His chest burned with the urge to speak. He wanted to ask where they were going, who they were, what they wanted from him. He wanted to demand why he had been spared—or if "spared" was even the right word.

But he remembered the command.

Follow. Do not speak.

The silence thickened until it became another body at his side, brushing against him, breathing down his neck. He thought he could hear whispers in it sometimes, but when he strained to listen, there was only the crunch of boots and the grind of stone.

Once, he dared to lift his gaze.

The man called Darr walked at the fore, movements precise, lean as a blade unsheathed. His back was straight, his armor dark, less battered than the others. He looked as though he could vanish into the haze at will.

Behind him strode the broader one, massive, bull-shouldered, his every step a weight that seemed to shake the ground. His gauntlets were dented, scarred, but clenched always, as though he longed to crush something in his grip.

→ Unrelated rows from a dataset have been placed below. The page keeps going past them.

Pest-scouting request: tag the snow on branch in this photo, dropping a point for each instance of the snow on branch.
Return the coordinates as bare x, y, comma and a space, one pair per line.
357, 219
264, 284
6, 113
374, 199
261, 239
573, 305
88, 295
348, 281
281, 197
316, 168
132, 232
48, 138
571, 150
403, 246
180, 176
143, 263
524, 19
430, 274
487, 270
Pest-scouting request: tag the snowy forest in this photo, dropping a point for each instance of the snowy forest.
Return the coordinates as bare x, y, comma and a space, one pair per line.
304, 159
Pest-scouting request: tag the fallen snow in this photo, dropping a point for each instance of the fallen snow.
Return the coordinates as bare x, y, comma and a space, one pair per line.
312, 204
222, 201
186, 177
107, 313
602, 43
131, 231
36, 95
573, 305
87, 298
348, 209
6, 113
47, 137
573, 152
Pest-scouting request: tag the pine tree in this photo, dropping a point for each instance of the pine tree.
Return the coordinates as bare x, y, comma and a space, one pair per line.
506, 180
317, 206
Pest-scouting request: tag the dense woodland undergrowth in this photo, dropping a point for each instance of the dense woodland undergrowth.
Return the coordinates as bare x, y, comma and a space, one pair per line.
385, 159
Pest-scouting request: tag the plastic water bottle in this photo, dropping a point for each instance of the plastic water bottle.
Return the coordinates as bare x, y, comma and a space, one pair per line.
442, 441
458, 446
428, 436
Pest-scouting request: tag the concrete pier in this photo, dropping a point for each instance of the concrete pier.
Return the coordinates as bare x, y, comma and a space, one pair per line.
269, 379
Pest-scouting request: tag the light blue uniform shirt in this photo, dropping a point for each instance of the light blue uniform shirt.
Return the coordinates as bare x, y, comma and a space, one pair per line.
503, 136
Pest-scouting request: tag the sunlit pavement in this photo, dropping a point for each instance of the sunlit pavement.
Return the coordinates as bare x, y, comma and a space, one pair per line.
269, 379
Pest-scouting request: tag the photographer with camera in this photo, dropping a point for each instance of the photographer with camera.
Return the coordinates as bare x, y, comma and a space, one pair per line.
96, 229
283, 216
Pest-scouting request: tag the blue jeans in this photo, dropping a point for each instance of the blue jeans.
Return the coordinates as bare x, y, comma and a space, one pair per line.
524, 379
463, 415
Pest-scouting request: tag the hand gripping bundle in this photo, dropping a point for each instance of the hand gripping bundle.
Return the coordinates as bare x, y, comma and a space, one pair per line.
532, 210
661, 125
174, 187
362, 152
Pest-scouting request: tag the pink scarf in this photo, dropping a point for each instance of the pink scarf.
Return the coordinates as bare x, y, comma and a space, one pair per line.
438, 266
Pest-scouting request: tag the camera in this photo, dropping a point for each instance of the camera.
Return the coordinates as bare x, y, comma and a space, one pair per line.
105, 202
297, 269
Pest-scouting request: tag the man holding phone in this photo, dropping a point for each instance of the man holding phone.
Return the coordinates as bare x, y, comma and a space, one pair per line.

The third—the scarred one, jaw square, face unflinching—walked without hesitation, his eyes never wavering from the path ahead.

They were not men who needed to speak. Their silence was command enough.

El Como swallowed, forcing himself to match their pace. His own boots scuffed clumsily, out of rhythm with their steady march. Each sound he made felt like an insult to the silence.

Hours—days?—he could not tell. His throat ached, dry as stone. His mind churned, restless, gnawing at questions until he could no longer hold them.

The words burst from him before he could stop them.

"Where are we going?"

His voice cracked, raw, loud against the quiet. It echoed across the plateau, bouncing back at him like a sneer. He winced, clamping his mouth shut, but the sound was already loose, already crawling toward their ears.

Darr did not turn. His shoulders stiffened, but he walked on.

El Como's pulse raced. He should have stayed silent. Gods, why had he spoken? But the taste of his own voice was too sharp, too addictive now that it was out. His questions tumbled forward, desperate, choking.

"Who are you? Why me? What is this place?"

His words scattered like bones across the stone. They rang too loud, too human, too weak.

The broad one stopped.

El Como froze mid-step. His breath hitched. The man's shoulders rose and fell once, twice, the sound of his gauntlets groaning as his hands clenched tighter.

Slowly, the bull-shouldered man turned his head.

His eyes met El Como's.

They were not eyes made for pity. They burned with a fury barely caged, a beast behind bone, straining against its skull. His gaze alone pressed into El Como's chest harder than the haze ever had.

When he spoke, his voice was thunder ground into gravel.

"You have broken… CODE 8."

The haze stiffened around El Como, tightening like a noose. His breath vanished. His vision swam.

And the meaning of the words—unspoken, unexplained—hung over him like a blade yet to fall.